Juvenile Justice Annual Report released, local officials give input

By  | 

The intent is to lower the number of youth behind bars in the State of South Dakota, that's why the Juvenile Justice Public Safety Improvement Act was put in place by the State Legislature in 2015.
Now, two years later, the Juvenile Justice Annual Report shows progress after our state had the second highest juvenile commitment rate in the country.

Pennington County Deputy State's Attorney Sarah Morrison, who prosecutes juveniles and is also a member of the Juvenile Public Safety Improvement Act Oversight Council says although the number of juveniles put on probation has gone up, the juvenile diversion program has proven to be successful with a success rate of 89 percent.

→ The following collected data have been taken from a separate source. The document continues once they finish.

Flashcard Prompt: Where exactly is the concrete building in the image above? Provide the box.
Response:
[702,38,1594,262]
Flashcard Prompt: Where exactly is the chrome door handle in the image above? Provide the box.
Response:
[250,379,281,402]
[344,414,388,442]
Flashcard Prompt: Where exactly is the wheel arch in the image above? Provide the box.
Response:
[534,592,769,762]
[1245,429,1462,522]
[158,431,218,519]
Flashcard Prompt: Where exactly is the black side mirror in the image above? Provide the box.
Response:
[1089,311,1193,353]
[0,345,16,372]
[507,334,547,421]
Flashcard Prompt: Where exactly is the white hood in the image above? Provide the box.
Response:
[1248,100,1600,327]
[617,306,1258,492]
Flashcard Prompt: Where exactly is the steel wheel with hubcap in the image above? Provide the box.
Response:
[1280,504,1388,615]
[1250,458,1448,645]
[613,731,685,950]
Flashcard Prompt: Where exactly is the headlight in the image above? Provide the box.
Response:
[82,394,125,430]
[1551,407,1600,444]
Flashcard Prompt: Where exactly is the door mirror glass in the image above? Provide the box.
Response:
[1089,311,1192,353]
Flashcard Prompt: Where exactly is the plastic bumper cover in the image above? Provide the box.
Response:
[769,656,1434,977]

Pennington County Deputy State's Attorney, Sarah Morrison, says, "I'm very impressed with what we're doing statewide, trying to keep juveniles out of court with me, because although I like my job, I don't want to see lots of kids coming through court. I consider that, kind of in a way, a failure that we haven't figured out how to help them and it culminates in them coming to court."

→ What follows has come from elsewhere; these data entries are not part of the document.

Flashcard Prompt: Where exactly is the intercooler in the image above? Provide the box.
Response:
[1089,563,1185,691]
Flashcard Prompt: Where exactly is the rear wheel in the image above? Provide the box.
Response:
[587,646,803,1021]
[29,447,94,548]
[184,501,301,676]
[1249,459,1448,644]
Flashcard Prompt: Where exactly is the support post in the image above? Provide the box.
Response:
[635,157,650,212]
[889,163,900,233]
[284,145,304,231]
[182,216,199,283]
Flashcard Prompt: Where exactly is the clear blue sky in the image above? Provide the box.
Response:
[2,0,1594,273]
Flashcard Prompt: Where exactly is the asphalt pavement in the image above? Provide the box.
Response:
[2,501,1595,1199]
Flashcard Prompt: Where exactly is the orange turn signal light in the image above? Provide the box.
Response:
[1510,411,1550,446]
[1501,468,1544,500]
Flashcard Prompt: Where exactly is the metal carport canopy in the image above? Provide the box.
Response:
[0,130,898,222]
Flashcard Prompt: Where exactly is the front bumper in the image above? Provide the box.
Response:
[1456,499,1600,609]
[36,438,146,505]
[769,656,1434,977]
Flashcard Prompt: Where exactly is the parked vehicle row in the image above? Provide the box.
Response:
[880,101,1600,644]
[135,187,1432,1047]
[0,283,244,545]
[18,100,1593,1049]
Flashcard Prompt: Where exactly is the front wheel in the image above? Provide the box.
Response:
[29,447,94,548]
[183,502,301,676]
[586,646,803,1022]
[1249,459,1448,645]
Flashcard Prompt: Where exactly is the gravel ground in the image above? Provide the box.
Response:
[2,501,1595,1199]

Morrison says the number of juveniles being sent to the Department of Corrections is down now that the new requirements see some of those youth sent other places.
Commander Joe Guttierez at the Western South Dakota Juvenile Services Center says locally, they're seeing more juveniles using meth, but agrees we have one of the best diversion programs in the state.

Western South Dakota Juvenile Services Center Commander Joe Guttierez says, "Education and prevention are keys to helping young people make better choices. I think when you get to be an adult and you're stuck in a pattern, you continue to go down that pattern over and over and over, but as a juvenile if we can give them some tools in their tool box to make better changes when they go back to whatever program, or family, or whatever situation they came from, they have a better opportunity."

According to the state report, between 79 and 92 percent of youth released from custody, did not return to custody.